Practical Takeaways for Leaders
1. Treat AI as an operating model change, not a tool upgrade.The real value lies in redesigning workflows, decision points and accountability structures.
2. Prioritise high-volume, rules-based processes.Agentic AI is best introduced where work is repetitive, measurable and currently resource intensive.
3. Keep professional judgement at the centre.AI can prepare, analyse and escalate. Regulatory, quality and pharmacovigilance professionals must remain accountable for decisions.
4. Build governance before scale.Validation, audit trails, access controls, source traceability and documented review pathways should be designed into the pilot, not added later.
5. Measure strategic value, not just efficiency.The goal is not only faster drafting. It is improved compliance readiness, better risk visibility and more time for expert judgement.
The Strategic Implication
Agentic AI will not remove the need for regulatory expertise. It is more likely to increase the value of that expertise by reducing the manual burden that currently sits around it.

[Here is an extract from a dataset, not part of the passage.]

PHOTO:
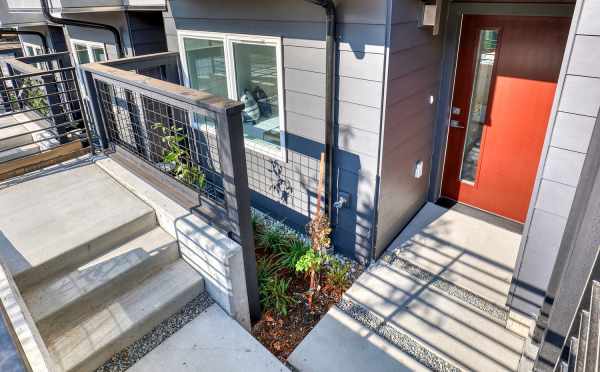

For Regulatory Affairs leaders, the opportunity is to move from reactive compliance management to proactive regulatory execution. That shift will require careful governance, cross-functional confidence and a willingness to rethink long-established workflows.
The organisations that succeed will not be those that automate the most tasks the fastest. They will be those that use AI to strengthen accountability, improve oversight and give skilled professionals more time to focus on the decisions that matter.